Прошло, должно быть, два или три месяца после того, как на свет народился Старший Братец, и вдруг мне пришла в голову фантазия: забавно будет вывести его на улицы Лондона и показать ему мир. В том же доме, что и раньше, у меня теперь была своя комната — дверь рядом с Дорис, — и после вечера выступлений я возвращалась домой в моей собственной одежде и делала вид, что сейчас съем ломтик поджаренного хлеба и лягу спать. Но вместо этого я тихонько наряжалась Старшим Братцем, ждала, пока всюду погасят свет и дом утихнет, и спускалась по лестнице через заднее окно. Он не носил, конечно, своего сценического костюма, который был малость коротковат и малость обтрепан, а купил себе новый комплект одежды. Как я уже сказала, он был отпетый бездельник и больше всего на свете любил шататься по ночам, как настоящий прожигатель жизни; он пересекал реку у Саутуарка и петлял по Уайтчепелу, Шадуэллу и Лаймхаусу. Вскоре он уже знал все притоны и бордели, хотя его нога ни разу туда не ступала; ему нравилось смотреть, как грязь большого города проплывает мимо. Уличные женщины зазывно свистели ему, но он шел своей дорогой, и когда худшие из них пытались до него дотронуться, он хватал их за запястья своими большими руками и отталкивал что было силы. С продажными юношами он обходился мягче, ибо знал, что они тянутся к нему из менее корыстных побуждений: они искали себе ровню, а кто же мог подойти им лучше, чем Старший Братец? Никому не дано было увидеть Лиззи с Болотной или Дочку Малыша Виктора — она исчезла, и мне было приятно воображать, что она спит себе где-то мирным сном. Впрочем, нет. Это не совсем верно. Один человек все-таки ее увидел. Однажды Старший Братец проходил через Старый Иерусалим мимо Лаймхаусской церкви и у газового фонаря повстречался с евреем — они чуть было не столкнулись, потому что иудей шел, опустив голову и глядя себе под ноги. Подняв глаза, он увидел Лиззи под мужским обличьем и отшатнулся. Он что-то пробормотал — не то «кебмен», не то «Кэмден», — и миг спустя она сшибла его наземь кулаком. Потом пошла дальше, как записной вечерний сладострастник, в дорогом сюртуке и щегольском жилете; она даже стала приподнимать шляпу перед проходящими дамами.
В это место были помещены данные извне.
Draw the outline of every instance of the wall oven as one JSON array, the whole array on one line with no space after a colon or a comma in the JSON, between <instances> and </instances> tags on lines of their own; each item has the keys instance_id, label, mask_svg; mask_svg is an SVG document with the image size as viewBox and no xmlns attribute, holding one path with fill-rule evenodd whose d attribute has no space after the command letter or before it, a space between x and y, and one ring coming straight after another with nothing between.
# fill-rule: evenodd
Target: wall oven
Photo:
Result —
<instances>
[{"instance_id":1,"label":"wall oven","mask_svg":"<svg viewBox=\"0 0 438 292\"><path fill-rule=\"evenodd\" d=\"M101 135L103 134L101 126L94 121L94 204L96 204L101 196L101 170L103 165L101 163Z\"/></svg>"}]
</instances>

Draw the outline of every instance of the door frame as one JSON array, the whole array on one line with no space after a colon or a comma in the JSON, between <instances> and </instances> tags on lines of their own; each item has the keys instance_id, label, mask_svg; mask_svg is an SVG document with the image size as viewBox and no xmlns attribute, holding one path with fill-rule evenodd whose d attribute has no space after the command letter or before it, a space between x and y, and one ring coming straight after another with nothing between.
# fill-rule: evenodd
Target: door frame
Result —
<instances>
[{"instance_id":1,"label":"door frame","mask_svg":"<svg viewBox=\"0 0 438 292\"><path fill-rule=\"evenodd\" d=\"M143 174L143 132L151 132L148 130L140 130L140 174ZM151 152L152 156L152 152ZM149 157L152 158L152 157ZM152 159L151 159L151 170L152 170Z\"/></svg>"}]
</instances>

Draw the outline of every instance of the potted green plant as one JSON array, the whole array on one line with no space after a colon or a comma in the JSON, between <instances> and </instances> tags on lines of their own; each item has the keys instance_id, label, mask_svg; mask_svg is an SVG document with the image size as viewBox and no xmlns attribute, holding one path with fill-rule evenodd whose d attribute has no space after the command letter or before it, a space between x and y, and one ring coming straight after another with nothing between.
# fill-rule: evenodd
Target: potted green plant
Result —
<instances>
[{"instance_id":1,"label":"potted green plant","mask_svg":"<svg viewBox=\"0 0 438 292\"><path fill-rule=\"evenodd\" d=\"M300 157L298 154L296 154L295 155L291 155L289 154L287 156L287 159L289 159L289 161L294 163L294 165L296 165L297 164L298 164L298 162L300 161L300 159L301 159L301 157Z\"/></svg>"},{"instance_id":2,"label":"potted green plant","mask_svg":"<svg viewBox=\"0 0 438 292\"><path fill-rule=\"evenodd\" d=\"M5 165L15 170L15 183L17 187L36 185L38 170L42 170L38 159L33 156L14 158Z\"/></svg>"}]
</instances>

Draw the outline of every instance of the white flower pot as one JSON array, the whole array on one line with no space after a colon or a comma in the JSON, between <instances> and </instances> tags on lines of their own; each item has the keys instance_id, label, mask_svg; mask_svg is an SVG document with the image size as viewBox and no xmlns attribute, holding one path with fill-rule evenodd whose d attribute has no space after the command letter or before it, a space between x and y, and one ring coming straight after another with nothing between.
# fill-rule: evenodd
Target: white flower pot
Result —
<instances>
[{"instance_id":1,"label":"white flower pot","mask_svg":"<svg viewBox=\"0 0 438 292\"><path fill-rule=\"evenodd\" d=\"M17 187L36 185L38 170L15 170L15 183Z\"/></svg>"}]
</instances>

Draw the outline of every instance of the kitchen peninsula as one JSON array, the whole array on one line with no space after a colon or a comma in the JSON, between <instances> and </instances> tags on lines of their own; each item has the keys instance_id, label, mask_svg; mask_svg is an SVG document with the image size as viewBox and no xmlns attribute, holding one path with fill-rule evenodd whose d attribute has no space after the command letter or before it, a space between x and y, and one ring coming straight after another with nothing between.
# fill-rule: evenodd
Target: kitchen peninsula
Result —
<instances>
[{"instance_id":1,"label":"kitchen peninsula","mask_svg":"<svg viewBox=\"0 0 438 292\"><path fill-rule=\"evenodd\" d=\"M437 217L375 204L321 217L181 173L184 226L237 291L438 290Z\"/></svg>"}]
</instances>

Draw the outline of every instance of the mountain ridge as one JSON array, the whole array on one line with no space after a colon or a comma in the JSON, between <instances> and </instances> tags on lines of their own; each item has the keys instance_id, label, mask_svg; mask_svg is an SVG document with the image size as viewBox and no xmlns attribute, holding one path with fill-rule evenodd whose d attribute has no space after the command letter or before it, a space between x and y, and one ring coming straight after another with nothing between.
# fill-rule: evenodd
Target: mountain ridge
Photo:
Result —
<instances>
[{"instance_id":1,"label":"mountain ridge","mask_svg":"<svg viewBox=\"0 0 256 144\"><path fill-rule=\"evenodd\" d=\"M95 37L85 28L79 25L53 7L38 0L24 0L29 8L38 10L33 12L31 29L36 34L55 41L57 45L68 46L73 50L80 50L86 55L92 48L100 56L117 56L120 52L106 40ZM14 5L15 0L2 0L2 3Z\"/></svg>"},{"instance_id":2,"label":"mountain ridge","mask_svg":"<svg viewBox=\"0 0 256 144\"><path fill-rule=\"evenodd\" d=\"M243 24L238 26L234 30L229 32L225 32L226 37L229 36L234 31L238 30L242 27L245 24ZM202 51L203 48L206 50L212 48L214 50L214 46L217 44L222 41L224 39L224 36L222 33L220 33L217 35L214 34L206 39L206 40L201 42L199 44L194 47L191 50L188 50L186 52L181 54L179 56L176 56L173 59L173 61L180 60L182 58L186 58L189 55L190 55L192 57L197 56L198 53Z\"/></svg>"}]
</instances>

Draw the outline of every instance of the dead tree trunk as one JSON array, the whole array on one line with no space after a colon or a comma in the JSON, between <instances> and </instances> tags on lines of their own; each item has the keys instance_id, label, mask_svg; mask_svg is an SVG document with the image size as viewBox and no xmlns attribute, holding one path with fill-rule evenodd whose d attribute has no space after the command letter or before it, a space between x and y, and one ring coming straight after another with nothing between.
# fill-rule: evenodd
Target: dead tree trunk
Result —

Однажды, когда я возвращалась на Нью-кат, меня приметила Дорис. Она дольше обычного засиделась с Остином за портером и изрядно, как говорится, накачалась.
— Лиззи, милая, — сказала она. — Что это на тебе такое?
Мне надо было быстро найтись, хоть и вполне вероятно было, что наутро она ничего не вспомнит.
— Я репетирую, Дорис. Разучиваю новую программу, вот и решила попрактиковаться.